Recently I was called into a shop that had a 4 terabyte
database, who claimed they didn’t have anywhere near that much data. Upon
investigation, they were correct. They had about 100 gig of data, and about 3.9
T of indexes.
Is this too much? Well, in order to make that kind of
judgement call there are several factors to consider:
- Are the indexes
interfering with writes (i.e. is the number of indexes having a negative
factor on insert / update performance)?
- Are the indexes actually
being used?
- Are any indexes
redundant?
The first one (write performance) can be identified by
checking length of the write queues; almost any monitoring tool can get you
this information.
The second can be identified with a script you can find on
the web which counts the number of times an index has been accessed since the
last time the server was booted. Of course, you want to the server to have been
up long enough that the system tables are aware of weekend / month end processing.
If you can’t find one readily, you can use the one I have on my blog:
Mssqlperformance.blogspot.com
The final one is the tool I used to reduce the database size
for that customer from 4T to 300M without even doing “what’s being used”
analysis… just by eliminating redundant indexes.

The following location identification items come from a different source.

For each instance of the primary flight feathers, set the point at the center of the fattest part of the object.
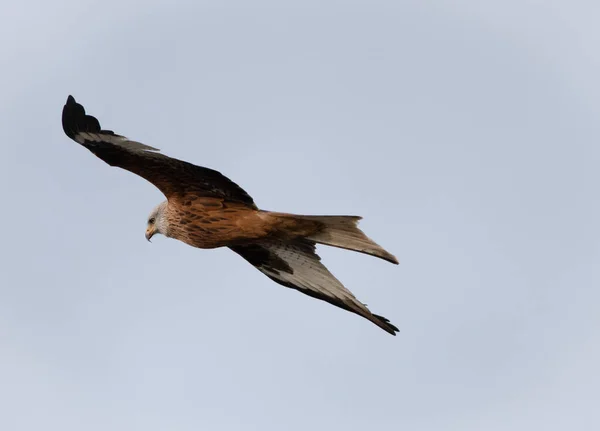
(205, 209)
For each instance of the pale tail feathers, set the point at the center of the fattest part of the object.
(343, 232)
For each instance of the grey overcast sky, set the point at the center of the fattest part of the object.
(464, 132)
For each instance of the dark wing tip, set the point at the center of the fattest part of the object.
(75, 120)
(385, 324)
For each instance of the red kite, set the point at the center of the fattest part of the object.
(207, 210)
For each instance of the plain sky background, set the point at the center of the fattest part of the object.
(466, 134)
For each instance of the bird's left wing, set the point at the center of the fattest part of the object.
(173, 177)
(295, 264)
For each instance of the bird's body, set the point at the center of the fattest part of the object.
(205, 209)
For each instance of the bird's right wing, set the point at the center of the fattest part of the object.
(295, 264)
(173, 177)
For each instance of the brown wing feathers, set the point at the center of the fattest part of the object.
(287, 257)
(295, 264)
(171, 176)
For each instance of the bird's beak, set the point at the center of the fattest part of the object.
(149, 233)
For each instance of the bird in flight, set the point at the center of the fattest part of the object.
(205, 209)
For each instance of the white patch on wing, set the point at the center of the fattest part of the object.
(308, 273)
(121, 141)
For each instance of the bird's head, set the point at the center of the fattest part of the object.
(157, 221)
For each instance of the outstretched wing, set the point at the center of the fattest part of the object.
(171, 176)
(296, 265)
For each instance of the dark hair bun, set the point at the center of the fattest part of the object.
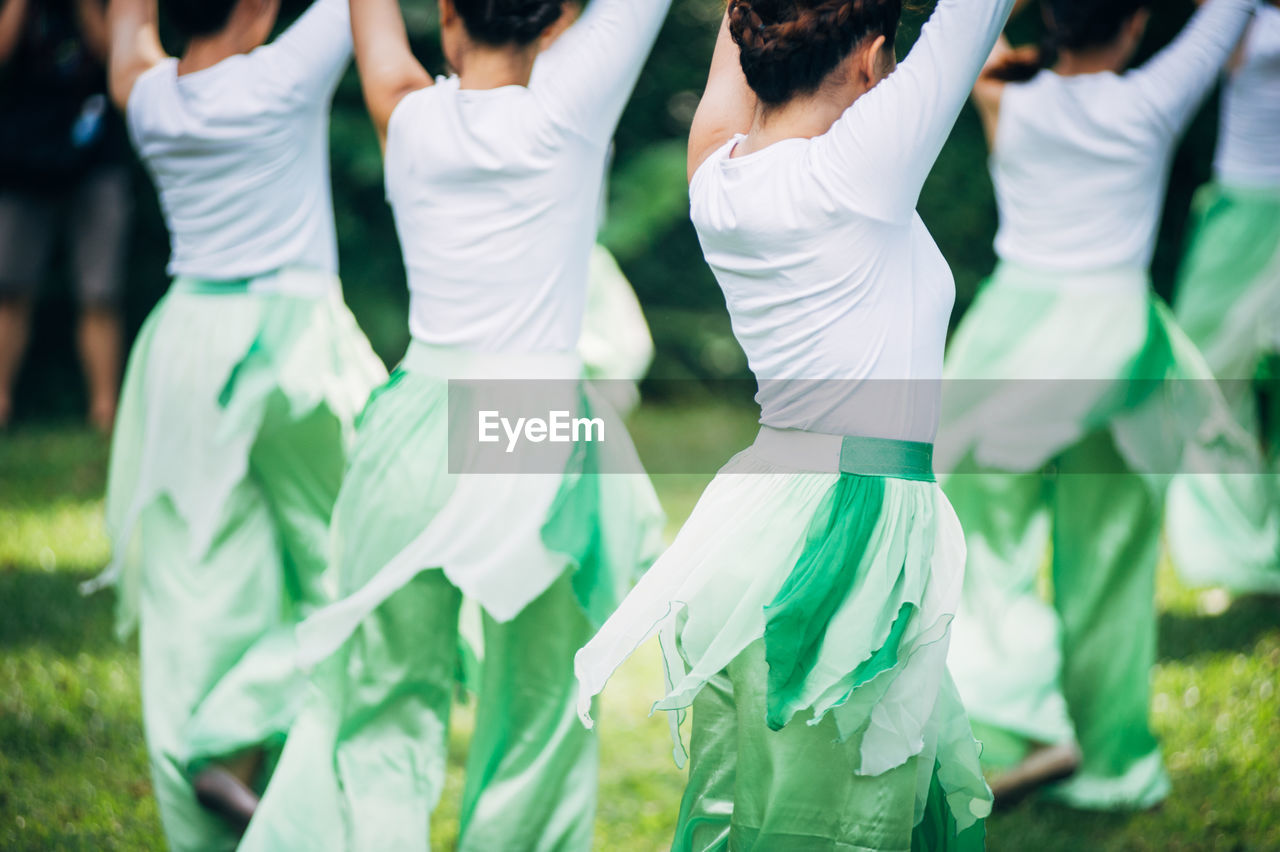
(1070, 24)
(507, 22)
(789, 46)
(195, 18)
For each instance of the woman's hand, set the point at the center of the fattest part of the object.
(388, 69)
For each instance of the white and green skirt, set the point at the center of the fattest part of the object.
(844, 559)
(1225, 530)
(236, 417)
(1045, 360)
(501, 536)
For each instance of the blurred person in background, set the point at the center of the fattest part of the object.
(241, 393)
(1068, 360)
(1223, 530)
(63, 172)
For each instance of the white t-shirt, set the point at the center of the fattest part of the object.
(1080, 163)
(496, 192)
(1248, 146)
(836, 291)
(240, 151)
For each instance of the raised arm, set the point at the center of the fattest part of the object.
(135, 45)
(990, 87)
(1175, 81)
(388, 69)
(727, 105)
(13, 15)
(882, 149)
(586, 77)
(311, 55)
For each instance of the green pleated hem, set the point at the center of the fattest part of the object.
(522, 531)
(205, 372)
(850, 581)
(1043, 360)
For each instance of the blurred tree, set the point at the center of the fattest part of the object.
(648, 216)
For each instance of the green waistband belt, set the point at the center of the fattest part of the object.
(817, 452)
(887, 457)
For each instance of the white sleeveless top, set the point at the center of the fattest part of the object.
(1080, 163)
(1248, 146)
(836, 291)
(496, 192)
(240, 151)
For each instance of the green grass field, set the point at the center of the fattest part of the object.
(73, 770)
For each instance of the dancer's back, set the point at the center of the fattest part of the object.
(496, 191)
(828, 271)
(1080, 161)
(1248, 146)
(240, 151)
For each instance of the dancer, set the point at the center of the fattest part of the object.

Many people find a script on the web (I have one in the blog
mentioned above) which will look at the system tables and recommend missing
indexes. The problem is, it will give you 6 similar indexes rather than one
combined index. You have to do this yourself. If you automatically add all the
indexes the server suggests… well, you can end up with 4T of indexes for 100G
of data.
So how do we know what’s redundant?
Hopefully, you are old enough to remember a phone book. A
phone book is an index on last name, first name, middle name. But what other
indexes might that be used for? A lookup on just last name, first name
could use the same phone book (and often does), as would a lookup just to find
last name.
So if you have three indexes:
- Last name, first name,
middle name
- Last name, first name
- Last name
You can visually look at these and KNOW that the last 2 are
redundant because the first index can do the work that either of the second two
could do.
As you start looking at data management view (DMV)

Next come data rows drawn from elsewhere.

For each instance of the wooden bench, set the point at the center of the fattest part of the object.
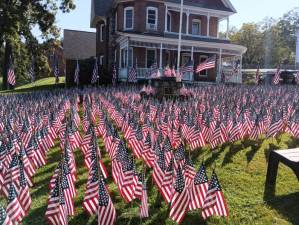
(289, 158)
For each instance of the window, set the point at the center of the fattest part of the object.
(101, 60)
(196, 27)
(126, 62)
(203, 58)
(102, 30)
(152, 18)
(129, 18)
(150, 57)
(169, 22)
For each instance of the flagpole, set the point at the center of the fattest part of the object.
(180, 35)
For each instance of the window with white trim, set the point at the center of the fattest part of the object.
(152, 18)
(102, 30)
(129, 18)
(169, 21)
(151, 56)
(196, 27)
(203, 58)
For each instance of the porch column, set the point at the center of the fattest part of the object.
(218, 27)
(161, 51)
(166, 11)
(227, 28)
(208, 25)
(218, 78)
(187, 22)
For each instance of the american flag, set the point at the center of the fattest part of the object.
(188, 67)
(114, 75)
(180, 199)
(14, 209)
(56, 213)
(77, 71)
(132, 78)
(198, 189)
(95, 72)
(214, 203)
(207, 64)
(4, 218)
(276, 78)
(91, 198)
(11, 78)
(106, 210)
(144, 203)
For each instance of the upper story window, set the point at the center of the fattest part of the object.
(102, 30)
(169, 22)
(196, 27)
(152, 18)
(129, 18)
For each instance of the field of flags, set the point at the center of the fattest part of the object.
(148, 143)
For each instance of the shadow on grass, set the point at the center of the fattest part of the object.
(233, 150)
(36, 88)
(287, 205)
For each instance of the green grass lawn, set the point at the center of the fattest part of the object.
(241, 169)
(240, 166)
(41, 84)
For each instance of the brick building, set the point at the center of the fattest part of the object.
(141, 32)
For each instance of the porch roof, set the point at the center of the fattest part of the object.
(204, 45)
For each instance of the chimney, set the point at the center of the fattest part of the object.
(297, 46)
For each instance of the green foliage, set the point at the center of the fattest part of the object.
(270, 42)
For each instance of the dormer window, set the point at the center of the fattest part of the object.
(152, 18)
(129, 18)
(196, 27)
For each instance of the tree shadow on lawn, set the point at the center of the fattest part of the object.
(234, 148)
(286, 205)
(36, 88)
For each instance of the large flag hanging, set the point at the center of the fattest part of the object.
(276, 79)
(77, 71)
(214, 203)
(11, 78)
(188, 67)
(95, 72)
(207, 64)
(257, 75)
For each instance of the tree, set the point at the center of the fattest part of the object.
(18, 17)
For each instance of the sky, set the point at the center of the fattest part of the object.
(248, 11)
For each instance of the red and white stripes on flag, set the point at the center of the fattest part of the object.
(180, 199)
(276, 79)
(208, 64)
(214, 203)
(106, 210)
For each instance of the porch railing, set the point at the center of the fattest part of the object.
(141, 74)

information, you often get index recommendations along these lines:
- Create index idx on
TableA (Column1)
- Create index idx on
TableA (Column1) include (ColumnA, ColumnB)
- Create index idx on
TableA (Column1, Column2) include (ColumnC, ColumnD)
Sometimes you’ll get 8 or 10 of these.
So, index 1 can easily be eliminated because index 2 covers
it.
Index 2 can be combined into index 3 like this:
- Create index idx on
TableA (Column1, Column2) include (ColumnA, ColumnB , ColumnC, ColumnD)
So… in summary, you can pull index recommendations from the
DMVs, and they are good recommendations, but review them with an eye for detail
before automatically applying them.